Towards the ideals of Self-Recovery and Metadata Privacy in Social Vault Recovery

TL;DR

This paper introduces Apollo, a social key recovery framework that enhances user privacy and reduces memorization burden by distributing indistinguishable data among social contacts, with a scalable multi-layered secret sharing scheme.

Contribution

Apollo is the first framework to balance recovery metadata privacy and memorability by using indistinguishable data distribution and a novel multi-layered secret sharing scheme.

Findings

Apollo reduces malicious recovery chances to 0.005%-1.8%.

The multi-layered scheme significantly lowers latency, from 1.1x to 740kx.

Prototype implementation demonstrates practical performance.

Abstract

Social key recovery mechanisms enable users to recover their vaults with the help of trusted contacts, or trustees, avoiding the need for a single point of trust or memorizing complex strings. However, existing mechanisms overlook the memorability demands on users for recovery, such as the need to recall a threshold number of trustees. Therefore, we first formalize the notion of recovery metadata in the context of social key recovery, illustrating the tradeoff between easing the burden of memorizing the metadata and maintaining metadata privacy. We present Apollo, the first framework that addresses this tradeoff by distributing indistinguishable data within a user's social circle, where trustees hold relevant data and non-trustees store random data. Apollo eliminates the need to memorize recovery metadata since a user eventually gathers sufficient data from her social circle for recovery.
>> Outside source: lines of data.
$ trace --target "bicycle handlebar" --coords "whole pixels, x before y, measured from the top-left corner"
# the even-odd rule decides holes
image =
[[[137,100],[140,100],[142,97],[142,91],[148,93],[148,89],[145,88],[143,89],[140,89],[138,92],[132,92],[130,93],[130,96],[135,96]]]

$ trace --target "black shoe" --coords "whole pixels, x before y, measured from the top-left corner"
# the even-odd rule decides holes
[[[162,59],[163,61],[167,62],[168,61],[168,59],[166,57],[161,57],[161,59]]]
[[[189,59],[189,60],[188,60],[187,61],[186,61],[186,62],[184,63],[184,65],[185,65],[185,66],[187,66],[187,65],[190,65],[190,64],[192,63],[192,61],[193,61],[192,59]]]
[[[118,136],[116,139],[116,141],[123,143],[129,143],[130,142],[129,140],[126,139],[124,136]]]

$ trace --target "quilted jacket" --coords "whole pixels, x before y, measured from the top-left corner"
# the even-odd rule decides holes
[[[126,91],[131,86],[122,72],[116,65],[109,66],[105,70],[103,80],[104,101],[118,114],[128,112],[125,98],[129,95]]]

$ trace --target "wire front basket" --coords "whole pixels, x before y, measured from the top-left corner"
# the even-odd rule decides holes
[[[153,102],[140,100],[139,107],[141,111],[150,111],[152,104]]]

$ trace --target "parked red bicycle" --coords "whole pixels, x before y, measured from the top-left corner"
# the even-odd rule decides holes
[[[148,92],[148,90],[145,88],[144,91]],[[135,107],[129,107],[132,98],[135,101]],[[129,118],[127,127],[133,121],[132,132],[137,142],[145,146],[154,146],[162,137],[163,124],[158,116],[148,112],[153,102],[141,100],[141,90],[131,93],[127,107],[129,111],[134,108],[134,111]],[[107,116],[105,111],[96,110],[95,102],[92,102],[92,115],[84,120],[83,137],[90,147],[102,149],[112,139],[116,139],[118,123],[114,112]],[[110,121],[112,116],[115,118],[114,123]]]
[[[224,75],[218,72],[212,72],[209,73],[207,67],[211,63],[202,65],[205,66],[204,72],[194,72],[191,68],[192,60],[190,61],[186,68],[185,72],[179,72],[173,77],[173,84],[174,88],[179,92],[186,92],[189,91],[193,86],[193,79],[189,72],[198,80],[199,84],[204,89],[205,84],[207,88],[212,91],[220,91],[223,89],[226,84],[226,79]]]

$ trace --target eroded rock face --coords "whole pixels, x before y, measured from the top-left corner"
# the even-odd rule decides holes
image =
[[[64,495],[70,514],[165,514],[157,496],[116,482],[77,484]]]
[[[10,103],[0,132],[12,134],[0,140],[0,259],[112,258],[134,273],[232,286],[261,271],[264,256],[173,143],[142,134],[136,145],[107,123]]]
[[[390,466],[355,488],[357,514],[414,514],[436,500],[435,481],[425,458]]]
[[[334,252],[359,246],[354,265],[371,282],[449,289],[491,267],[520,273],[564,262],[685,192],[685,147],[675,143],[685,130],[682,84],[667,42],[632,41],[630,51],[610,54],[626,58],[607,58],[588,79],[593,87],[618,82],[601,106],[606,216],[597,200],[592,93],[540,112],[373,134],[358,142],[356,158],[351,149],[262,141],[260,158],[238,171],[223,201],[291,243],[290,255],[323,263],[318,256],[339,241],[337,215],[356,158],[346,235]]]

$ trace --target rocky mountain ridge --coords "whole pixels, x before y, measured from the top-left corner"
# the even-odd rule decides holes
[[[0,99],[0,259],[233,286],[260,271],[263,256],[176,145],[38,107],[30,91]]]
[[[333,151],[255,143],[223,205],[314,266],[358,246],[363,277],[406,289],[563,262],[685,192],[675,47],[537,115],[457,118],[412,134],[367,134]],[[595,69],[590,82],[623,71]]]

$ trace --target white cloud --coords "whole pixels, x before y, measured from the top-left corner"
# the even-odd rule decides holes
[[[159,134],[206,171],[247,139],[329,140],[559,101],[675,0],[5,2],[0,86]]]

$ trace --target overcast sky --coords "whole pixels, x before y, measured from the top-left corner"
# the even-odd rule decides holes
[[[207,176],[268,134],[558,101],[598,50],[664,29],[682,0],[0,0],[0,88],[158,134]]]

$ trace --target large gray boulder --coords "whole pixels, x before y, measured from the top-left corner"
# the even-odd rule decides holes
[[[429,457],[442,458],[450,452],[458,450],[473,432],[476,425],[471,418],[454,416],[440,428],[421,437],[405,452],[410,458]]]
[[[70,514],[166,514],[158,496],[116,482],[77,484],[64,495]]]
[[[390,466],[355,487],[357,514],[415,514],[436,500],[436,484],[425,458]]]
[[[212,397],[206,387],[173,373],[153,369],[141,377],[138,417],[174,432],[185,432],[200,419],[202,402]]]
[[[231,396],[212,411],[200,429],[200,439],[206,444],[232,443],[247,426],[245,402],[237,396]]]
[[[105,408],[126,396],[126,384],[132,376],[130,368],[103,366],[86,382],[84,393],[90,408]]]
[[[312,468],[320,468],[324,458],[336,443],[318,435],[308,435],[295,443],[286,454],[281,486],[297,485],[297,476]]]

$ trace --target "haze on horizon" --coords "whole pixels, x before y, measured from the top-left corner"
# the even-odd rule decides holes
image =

Due to indistinguishability, Apollo protects metadata privacy by forming an anonymity set that hides the trustees among non-trustees. To make the anonymity set scalable, Apollo proposes a novel multi-layered secret sharing scheme that mitigates the overhead due to the random data distributed among non-trustees. Finally, we provide a prototype implementation of Apollo and report on its performance. Apollo reduces the chances of malicious recovery to between 0.005% and 1.8%, depending on the adversary's ability to compromise. The multi-layered design shows a latency reduction from 1.1x to 740kx compared to a single-layered approach, depending on the number of reconnections.